Reputation: 715
I am new in R as well as tm
package. My taks is to perform text document classification using decision trees. I am following someone's project. At the page no 14 there is a full code. There are 2 types of documents, which I have loaded using DirSource
without any problems. My next step was merging these 2 corpuses into collection
# Merge corpora into one collection
docs <- c( wheat.train , crude.train , wheat.test , crude.test ) ;
And then I would like to make some pre-processing.
#pre-processing
docs.p <- docs
docs.p <- tm_map (docs.p, stripWhitespace)
But I got such error
Error in UseMethod("tm_map", x) :
no applicable method for 'tm_map' applied to an object of class "list"
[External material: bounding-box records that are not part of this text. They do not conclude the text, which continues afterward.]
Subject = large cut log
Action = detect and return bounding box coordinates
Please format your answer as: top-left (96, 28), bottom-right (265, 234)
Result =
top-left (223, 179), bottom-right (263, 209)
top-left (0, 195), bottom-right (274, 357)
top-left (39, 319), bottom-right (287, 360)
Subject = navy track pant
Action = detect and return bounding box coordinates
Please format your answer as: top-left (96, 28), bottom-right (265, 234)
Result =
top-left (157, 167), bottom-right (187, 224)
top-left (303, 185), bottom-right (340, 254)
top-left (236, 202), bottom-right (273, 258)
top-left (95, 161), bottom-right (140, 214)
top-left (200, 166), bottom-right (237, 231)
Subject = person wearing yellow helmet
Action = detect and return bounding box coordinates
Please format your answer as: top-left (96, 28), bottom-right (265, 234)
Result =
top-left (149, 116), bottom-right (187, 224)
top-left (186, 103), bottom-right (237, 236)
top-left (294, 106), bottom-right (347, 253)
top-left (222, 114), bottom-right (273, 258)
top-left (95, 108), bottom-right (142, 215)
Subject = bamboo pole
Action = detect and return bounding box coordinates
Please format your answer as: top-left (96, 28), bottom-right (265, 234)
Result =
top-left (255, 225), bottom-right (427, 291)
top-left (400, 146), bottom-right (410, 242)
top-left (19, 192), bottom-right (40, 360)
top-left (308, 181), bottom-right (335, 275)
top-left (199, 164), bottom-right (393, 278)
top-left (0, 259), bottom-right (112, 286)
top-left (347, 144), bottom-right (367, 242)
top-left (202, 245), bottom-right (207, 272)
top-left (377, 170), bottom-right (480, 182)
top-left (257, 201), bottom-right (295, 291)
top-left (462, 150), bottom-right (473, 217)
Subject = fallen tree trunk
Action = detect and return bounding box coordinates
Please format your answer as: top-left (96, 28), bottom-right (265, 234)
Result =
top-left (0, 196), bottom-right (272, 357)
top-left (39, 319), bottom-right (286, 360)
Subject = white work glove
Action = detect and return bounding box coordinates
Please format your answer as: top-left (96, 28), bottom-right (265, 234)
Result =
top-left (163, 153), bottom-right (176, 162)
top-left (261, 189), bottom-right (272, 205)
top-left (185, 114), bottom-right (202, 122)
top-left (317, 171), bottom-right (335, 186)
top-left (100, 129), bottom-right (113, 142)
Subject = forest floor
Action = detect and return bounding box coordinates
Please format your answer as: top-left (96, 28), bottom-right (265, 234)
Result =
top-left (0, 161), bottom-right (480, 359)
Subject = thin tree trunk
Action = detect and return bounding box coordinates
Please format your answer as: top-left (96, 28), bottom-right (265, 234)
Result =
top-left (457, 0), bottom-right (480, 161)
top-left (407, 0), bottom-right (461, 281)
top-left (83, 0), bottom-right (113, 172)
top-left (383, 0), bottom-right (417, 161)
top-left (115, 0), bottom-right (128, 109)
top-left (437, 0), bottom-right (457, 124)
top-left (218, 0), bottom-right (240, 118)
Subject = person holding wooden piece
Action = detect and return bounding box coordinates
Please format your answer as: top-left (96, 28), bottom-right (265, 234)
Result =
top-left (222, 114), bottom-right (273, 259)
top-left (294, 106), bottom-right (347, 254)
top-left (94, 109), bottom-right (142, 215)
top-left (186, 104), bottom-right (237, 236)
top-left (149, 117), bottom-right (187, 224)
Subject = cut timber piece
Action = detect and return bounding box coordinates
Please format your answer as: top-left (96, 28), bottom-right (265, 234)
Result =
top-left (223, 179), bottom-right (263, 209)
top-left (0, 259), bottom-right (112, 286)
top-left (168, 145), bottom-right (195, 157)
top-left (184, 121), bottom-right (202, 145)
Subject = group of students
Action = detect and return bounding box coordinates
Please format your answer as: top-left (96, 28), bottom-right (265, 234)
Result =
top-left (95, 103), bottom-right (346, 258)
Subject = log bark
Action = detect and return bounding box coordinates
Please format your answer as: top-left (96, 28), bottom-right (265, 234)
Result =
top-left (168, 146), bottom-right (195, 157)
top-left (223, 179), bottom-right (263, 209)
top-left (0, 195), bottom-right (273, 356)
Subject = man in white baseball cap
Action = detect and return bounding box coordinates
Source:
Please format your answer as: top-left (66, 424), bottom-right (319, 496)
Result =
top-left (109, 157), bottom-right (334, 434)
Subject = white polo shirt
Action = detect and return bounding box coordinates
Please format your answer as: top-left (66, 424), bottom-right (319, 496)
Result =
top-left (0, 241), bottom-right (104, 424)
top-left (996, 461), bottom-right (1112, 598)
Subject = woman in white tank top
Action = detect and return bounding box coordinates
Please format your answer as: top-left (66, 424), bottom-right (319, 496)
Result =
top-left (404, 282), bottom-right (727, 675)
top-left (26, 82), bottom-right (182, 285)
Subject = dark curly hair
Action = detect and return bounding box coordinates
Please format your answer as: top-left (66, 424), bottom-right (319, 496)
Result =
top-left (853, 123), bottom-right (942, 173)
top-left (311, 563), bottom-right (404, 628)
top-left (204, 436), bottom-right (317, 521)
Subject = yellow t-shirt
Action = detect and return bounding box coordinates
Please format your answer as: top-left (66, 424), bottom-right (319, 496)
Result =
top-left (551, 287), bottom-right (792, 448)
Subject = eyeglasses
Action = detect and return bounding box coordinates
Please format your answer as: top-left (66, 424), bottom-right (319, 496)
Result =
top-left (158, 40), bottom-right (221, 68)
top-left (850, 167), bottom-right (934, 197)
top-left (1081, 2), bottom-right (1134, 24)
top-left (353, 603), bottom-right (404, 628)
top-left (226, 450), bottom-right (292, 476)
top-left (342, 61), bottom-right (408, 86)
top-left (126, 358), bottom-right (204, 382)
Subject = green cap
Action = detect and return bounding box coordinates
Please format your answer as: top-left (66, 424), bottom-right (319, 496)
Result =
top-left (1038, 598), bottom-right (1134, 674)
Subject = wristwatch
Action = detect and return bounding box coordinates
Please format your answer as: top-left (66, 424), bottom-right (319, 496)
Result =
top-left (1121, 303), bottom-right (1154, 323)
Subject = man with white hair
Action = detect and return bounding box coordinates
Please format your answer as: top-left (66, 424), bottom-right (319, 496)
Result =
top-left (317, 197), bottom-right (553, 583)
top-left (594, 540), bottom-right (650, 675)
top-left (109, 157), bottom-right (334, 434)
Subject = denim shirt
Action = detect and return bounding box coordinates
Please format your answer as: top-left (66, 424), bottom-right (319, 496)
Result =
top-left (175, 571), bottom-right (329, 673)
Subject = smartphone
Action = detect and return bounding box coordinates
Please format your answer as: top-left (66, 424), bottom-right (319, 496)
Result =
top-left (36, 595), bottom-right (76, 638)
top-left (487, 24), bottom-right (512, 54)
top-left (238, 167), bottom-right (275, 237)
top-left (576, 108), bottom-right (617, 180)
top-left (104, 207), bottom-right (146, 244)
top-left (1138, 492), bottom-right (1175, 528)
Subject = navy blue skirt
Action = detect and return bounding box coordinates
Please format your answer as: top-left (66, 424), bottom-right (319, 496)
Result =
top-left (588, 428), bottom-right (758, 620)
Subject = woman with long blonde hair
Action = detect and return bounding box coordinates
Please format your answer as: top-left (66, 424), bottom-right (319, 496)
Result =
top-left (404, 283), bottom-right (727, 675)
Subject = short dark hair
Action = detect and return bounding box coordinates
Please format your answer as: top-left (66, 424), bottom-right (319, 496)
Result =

I understand that this guy is using one of the tm's
previous version, and currently tm_map
takes as an argument a corpus, not a collection of corpuses. My question is how to create such collection of corpuses that it will be possible to perform pre-processing on it?
Upvotes: 0
Views: 1786
Reputation: 534
It worked for me using list
instead of c
and than lapply
.
ex1 <- "bla bla blah "
ex2 <- "dunno what else to say "
wheat <- Corpus(VectorSource(ex1))
crude <- Corpus(VectorSource(ex2))
docs <- list(wheat, crude)
docs.p <- lapply(docs, tm_map, stripWhitespace)
Upvotes: 1